The thing is, I find the lack of integrity offensive. If people asked me for a funeral sans-God, I would have to decline. It is the right thing for me to do. If I were to stand up as a Humanist but invite invocations of a God I protest as delusion, I would be acting immorally. Simply put, it seems that they want their cake and to bless it. I would have far more respect for a group of people who told me I was delusional and therefore mentally unwell (for it is, I am sure, what they think) if they didn't then profit from our sentiment, literature and sacred texts.  At least true atheists have the honour to talk of God as I might be inclined to talk about pink elephants - which is to say that in either case, they just wouldn't arise in a conversation. 

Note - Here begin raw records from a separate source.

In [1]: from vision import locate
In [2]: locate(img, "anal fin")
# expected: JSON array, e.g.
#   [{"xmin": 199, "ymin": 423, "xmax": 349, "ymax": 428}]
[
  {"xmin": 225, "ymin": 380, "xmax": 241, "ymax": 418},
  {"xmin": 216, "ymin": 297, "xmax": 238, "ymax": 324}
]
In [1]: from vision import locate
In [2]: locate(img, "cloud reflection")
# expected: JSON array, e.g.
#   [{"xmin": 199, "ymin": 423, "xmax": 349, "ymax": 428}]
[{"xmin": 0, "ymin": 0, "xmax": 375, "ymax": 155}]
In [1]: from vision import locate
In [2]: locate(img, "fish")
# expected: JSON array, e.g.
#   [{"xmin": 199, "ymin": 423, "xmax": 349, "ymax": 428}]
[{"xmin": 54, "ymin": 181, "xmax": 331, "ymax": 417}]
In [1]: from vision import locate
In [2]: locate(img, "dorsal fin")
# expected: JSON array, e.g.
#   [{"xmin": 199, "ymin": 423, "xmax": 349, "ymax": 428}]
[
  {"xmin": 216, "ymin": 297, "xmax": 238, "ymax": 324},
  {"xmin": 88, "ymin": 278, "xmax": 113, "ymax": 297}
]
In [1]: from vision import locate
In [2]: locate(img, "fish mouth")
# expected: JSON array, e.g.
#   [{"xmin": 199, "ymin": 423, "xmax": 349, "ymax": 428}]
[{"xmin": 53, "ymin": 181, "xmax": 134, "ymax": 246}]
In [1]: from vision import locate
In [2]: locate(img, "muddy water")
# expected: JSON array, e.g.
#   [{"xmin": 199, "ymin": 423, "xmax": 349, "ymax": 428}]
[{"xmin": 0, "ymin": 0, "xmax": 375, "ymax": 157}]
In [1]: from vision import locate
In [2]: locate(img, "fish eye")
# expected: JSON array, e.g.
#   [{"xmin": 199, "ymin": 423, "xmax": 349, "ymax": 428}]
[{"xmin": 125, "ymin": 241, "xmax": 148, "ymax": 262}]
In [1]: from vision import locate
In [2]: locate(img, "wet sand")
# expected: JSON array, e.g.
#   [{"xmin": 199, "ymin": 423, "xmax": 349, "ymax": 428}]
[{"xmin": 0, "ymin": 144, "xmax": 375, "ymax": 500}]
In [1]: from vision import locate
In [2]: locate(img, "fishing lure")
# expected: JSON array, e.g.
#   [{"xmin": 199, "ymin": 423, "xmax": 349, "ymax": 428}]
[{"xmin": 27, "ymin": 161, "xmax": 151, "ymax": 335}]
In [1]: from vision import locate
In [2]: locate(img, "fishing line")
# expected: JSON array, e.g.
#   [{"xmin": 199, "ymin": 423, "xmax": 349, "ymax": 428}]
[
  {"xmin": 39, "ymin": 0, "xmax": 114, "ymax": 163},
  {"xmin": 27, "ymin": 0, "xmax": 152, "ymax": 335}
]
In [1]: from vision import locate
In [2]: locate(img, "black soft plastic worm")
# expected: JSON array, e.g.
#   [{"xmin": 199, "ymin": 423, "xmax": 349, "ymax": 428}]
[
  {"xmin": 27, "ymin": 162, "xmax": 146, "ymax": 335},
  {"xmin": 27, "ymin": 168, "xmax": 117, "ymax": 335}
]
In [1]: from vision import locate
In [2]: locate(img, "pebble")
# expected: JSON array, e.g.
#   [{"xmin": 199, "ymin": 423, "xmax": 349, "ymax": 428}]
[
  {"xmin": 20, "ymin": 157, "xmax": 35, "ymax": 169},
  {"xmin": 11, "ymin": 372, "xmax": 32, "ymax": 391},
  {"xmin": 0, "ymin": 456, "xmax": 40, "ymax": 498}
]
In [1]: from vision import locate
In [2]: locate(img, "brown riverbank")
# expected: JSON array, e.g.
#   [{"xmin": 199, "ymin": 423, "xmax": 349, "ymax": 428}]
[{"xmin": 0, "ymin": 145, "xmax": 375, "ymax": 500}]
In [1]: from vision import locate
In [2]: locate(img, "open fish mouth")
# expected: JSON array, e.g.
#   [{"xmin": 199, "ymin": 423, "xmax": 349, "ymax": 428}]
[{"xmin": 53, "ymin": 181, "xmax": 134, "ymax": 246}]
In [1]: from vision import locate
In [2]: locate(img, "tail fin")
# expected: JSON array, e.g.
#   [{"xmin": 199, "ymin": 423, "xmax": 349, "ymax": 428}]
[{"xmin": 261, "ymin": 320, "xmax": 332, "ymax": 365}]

  1. I have never been to Humanist funeral thankfully. I cannot believe (this is not to say I am calling you a liar here you understand) they have the gall to stand for what they stand for and then to say prayers etc. Farcical doesn't quite cover it, do the families of the departed not feel they have been sold a dud?
    Lack of integrity and much better training needed for their people. However flattering that Gods/our words are so good that they are drawn to using them. Maybe there is hope for them yet :-)

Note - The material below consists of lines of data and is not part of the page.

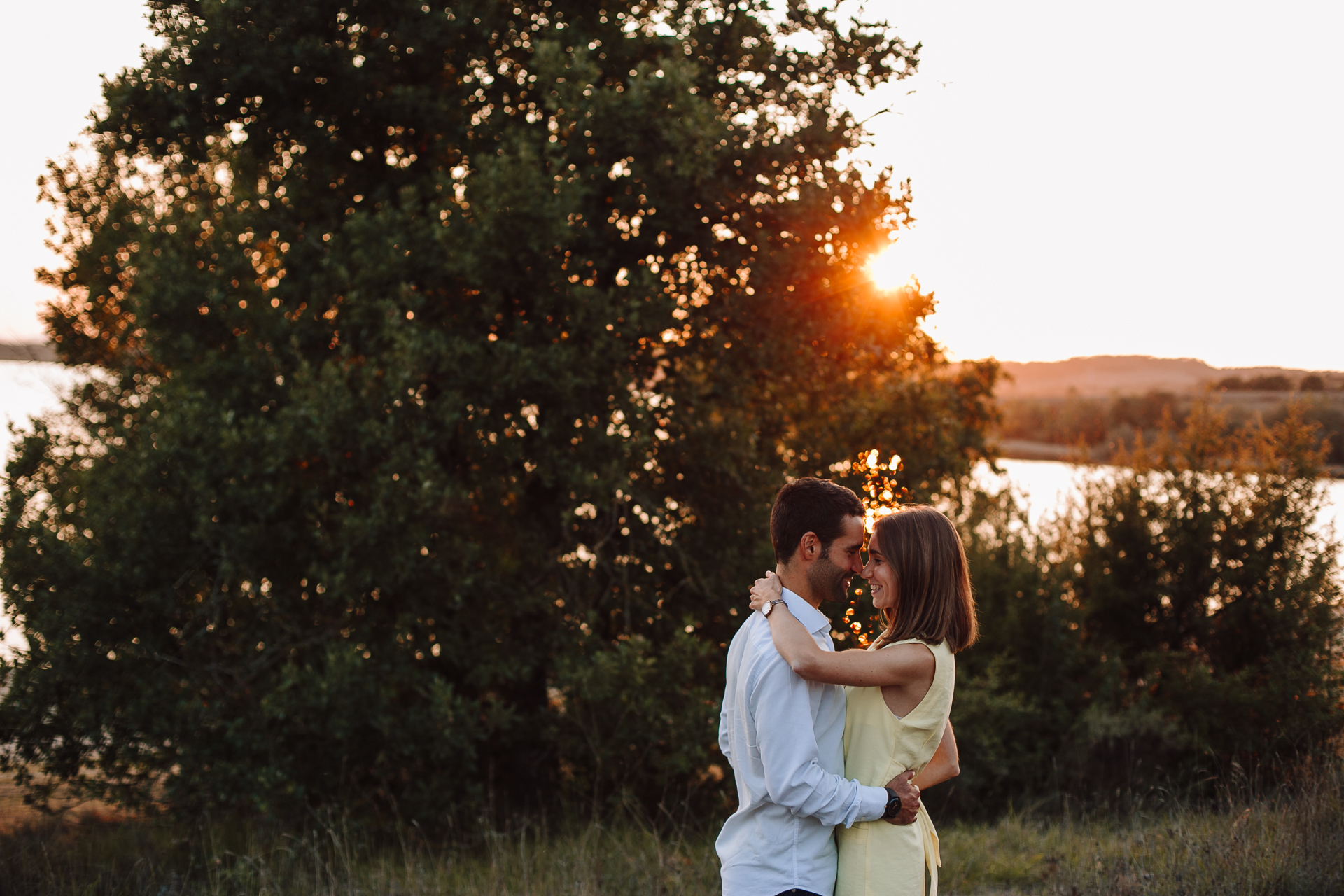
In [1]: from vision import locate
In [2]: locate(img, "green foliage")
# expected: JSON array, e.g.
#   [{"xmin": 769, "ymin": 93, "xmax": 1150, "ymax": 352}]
[
  {"xmin": 953, "ymin": 406, "xmax": 1344, "ymax": 811},
  {"xmin": 0, "ymin": 0, "xmax": 995, "ymax": 822}
]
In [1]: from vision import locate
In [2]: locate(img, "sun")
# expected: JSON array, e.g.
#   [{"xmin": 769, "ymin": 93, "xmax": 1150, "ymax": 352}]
[{"xmin": 868, "ymin": 244, "xmax": 910, "ymax": 291}]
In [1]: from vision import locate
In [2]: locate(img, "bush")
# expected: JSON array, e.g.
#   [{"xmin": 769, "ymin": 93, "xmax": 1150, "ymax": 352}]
[{"xmin": 951, "ymin": 407, "xmax": 1344, "ymax": 813}]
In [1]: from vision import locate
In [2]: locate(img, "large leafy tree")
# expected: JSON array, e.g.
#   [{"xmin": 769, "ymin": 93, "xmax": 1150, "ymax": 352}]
[{"xmin": 0, "ymin": 0, "xmax": 993, "ymax": 820}]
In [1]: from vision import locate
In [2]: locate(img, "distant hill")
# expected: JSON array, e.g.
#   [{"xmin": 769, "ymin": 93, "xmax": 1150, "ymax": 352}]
[
  {"xmin": 0, "ymin": 342, "xmax": 57, "ymax": 361},
  {"xmin": 997, "ymin": 355, "xmax": 1344, "ymax": 399}
]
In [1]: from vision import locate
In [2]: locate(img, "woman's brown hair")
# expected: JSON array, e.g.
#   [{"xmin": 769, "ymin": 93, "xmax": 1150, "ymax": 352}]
[{"xmin": 872, "ymin": 504, "xmax": 980, "ymax": 653}]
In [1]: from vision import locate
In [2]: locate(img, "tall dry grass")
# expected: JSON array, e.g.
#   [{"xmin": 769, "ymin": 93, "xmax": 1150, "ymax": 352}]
[
  {"xmin": 0, "ymin": 767, "xmax": 1344, "ymax": 896},
  {"xmin": 942, "ymin": 766, "xmax": 1344, "ymax": 896}
]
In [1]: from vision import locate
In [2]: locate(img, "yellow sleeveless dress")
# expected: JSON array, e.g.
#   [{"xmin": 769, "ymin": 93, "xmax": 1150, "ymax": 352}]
[{"xmin": 836, "ymin": 638, "xmax": 957, "ymax": 896}]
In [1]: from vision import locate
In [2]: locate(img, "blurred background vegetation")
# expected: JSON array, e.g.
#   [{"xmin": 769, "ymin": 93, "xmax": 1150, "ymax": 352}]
[{"xmin": 0, "ymin": 0, "xmax": 1344, "ymax": 892}]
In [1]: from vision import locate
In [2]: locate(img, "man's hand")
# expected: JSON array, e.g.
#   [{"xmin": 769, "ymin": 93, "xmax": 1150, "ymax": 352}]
[{"xmin": 886, "ymin": 771, "xmax": 919, "ymax": 825}]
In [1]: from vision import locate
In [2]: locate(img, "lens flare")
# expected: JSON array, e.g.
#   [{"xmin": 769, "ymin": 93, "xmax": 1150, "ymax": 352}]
[{"xmin": 868, "ymin": 244, "xmax": 910, "ymax": 291}]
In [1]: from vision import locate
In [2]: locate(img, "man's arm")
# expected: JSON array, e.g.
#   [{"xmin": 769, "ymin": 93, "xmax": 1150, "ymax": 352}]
[
  {"xmin": 748, "ymin": 659, "xmax": 887, "ymax": 827},
  {"xmin": 719, "ymin": 694, "xmax": 732, "ymax": 762}
]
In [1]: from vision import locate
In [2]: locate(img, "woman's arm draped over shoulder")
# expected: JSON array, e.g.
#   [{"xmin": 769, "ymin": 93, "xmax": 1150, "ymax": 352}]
[{"xmin": 751, "ymin": 573, "xmax": 934, "ymax": 688}]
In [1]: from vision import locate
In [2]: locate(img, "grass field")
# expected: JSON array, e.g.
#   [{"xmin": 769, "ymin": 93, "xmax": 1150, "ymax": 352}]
[{"xmin": 0, "ymin": 771, "xmax": 1344, "ymax": 896}]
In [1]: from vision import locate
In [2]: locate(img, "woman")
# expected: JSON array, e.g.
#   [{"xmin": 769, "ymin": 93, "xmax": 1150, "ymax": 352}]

  2. I've been to 2 Humanist/secular funerals in recent years, and found them both profoundly depressing. The first was lead by a humanist woman, who had obviously made the effort to find out from the relatives as much as she could about the deceased (a man in his 90s when he died), and she made the eulogy quite amusing, but as there was nothing at all about the Christian hope of life after death, the overall effect of the event was dismal. The other was the funeral of a man in his mid-40s who had succumbed to oesophageal cancer, very sadly, and was conducted by an Anglican chaplain from the hospice where he had died. Obviously it was a sad occasion, as this man was young and highly intelligent, and his widow was devastated at his loss, but as neither she nor he were believers thay had requested a totally non-religious ceremony, and again it was so sad that there was no hope, just despair. I found it very strange that the priest hed agreed to conduct the ceremony on those terms, although I gathered that he'd become close to both of them during the time in the hospice, but I don't think that he was right to go against his own calling as a priest and a Christian, effectively denying the truth he preached on a regular basis. Maybe I'm wrong, but it left me very sad and feeling that the Lord had been denied again.

  3. Humanist or Civil Celebrant? The latter I have only recently bumped into, they will incorporate prayers etc into services as the family wish - with no particular faith group focus...if that is what is wanted.

    Our local Civil Celebrant is a committed Christian, and a very nice chap. But if asked he will not mention God at all during a funeral - he has the freedom to do that in a way I don't (and wouldn't want to have, obviously)!

  4. Def humanist, hence my annoyance. Civil celebrants tend, in my limited experience, to be very good as distinct from the former which are there in the negative light of a standpoint of denial!